The Ten Pleasures of Marriage and The Confession of the New-married Couple (1682) eBook

This eBook from the Gutenberg Project consists of approximately 240 pages of information about The Ten Pleasures of Marriage and The Confession of the New-married Couple (1682).

The Ten Pleasures of Marriage and The Confession of the New-married Couple (1682) eBook

This eBook from the Gutenberg Project consists of approximately 240 pages of information about The Ten Pleasures of Marriage and The Confession of the New-married Couple (1682).

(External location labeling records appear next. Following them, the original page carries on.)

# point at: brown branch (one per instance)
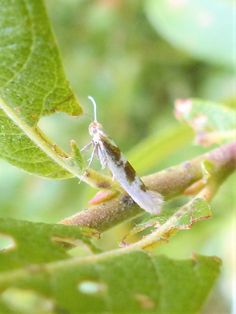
(170, 182)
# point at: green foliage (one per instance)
(212, 122)
(32, 85)
(196, 26)
(119, 281)
(39, 271)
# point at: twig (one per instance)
(170, 182)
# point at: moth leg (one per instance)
(102, 157)
(90, 160)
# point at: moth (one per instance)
(110, 156)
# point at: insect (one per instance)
(110, 156)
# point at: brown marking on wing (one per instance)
(112, 149)
(130, 172)
(143, 187)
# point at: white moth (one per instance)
(110, 156)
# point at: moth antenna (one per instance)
(94, 107)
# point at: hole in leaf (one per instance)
(145, 301)
(7, 242)
(92, 287)
(27, 301)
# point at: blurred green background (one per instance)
(136, 58)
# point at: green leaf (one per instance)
(32, 85)
(133, 282)
(212, 122)
(37, 242)
(156, 148)
(196, 26)
(115, 282)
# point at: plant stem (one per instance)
(170, 182)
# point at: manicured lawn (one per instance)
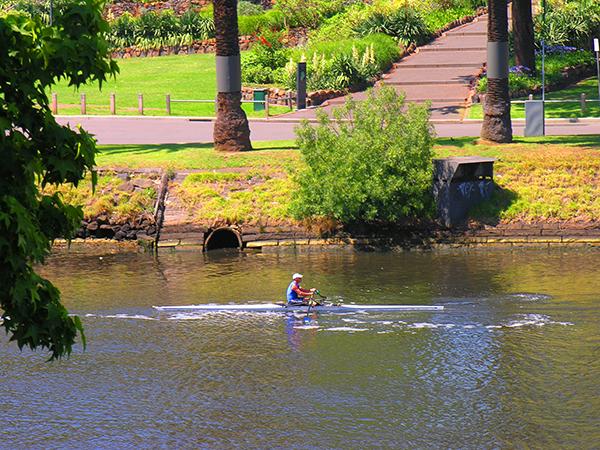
(184, 77)
(588, 87)
(548, 178)
(278, 154)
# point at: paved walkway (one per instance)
(440, 72)
(172, 130)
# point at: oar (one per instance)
(310, 304)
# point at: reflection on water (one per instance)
(512, 361)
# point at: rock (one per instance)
(126, 187)
(143, 183)
(105, 231)
(120, 235)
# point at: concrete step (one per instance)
(426, 83)
(434, 65)
(467, 33)
(432, 48)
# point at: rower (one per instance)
(297, 295)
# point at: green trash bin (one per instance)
(259, 96)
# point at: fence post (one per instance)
(267, 104)
(54, 103)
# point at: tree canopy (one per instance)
(36, 151)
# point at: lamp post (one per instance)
(543, 50)
(597, 50)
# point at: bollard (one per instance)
(267, 105)
(54, 103)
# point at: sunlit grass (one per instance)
(184, 77)
(540, 179)
(569, 110)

This is that jolly month or six weeks that all women talk so pleasantly of; because it learns them alwaies such a curious remembrance.  And really it is almost impossible that the husband at these rates can grow lean with it; because he as well as his wife sits to be cram’d up too:  And he can now with his dearest daily contrive and practice what the Nurse shall make ready, that his Child-bed wife may eat with a better appetite, and recover new strength again.  I would therefore advise the carefull Nurse as a friend, that she should be sure to provide her self with the Compleat Cook, that she might be the more ready to help the Child-bed woman to think upon what she hath a mind to have made ready, for her brains are but very weak yet; so that she cannot so quickly and easily remember at first what is pleasantest and wholesomest to be eaten.

O thrice happy new Father that have gotten such a prudent diligent and carefull Nurse for your Child-bed wife! what great Pleasure is this!  And behold, by this delicate eating and drinking, your Dearest begins from day to day to grow stronger and stronger; insomuch that she begins to throw the Pillow at you, to spur you up to be desirous of coming to bed to her:  Yea, she promiseth you, that before she is out of Child-bed, she will make you possessor of another principal and main Pleasure.

* * * * *

[Illustration:  Folio 141. Published by the Navarre Society, London.]

THE NINTH PLEASURE.

Of the Gossips Feast.

Now, O new Father, you have had the possession of eight pleasures, which undoubtedly have tickled you to some purpose.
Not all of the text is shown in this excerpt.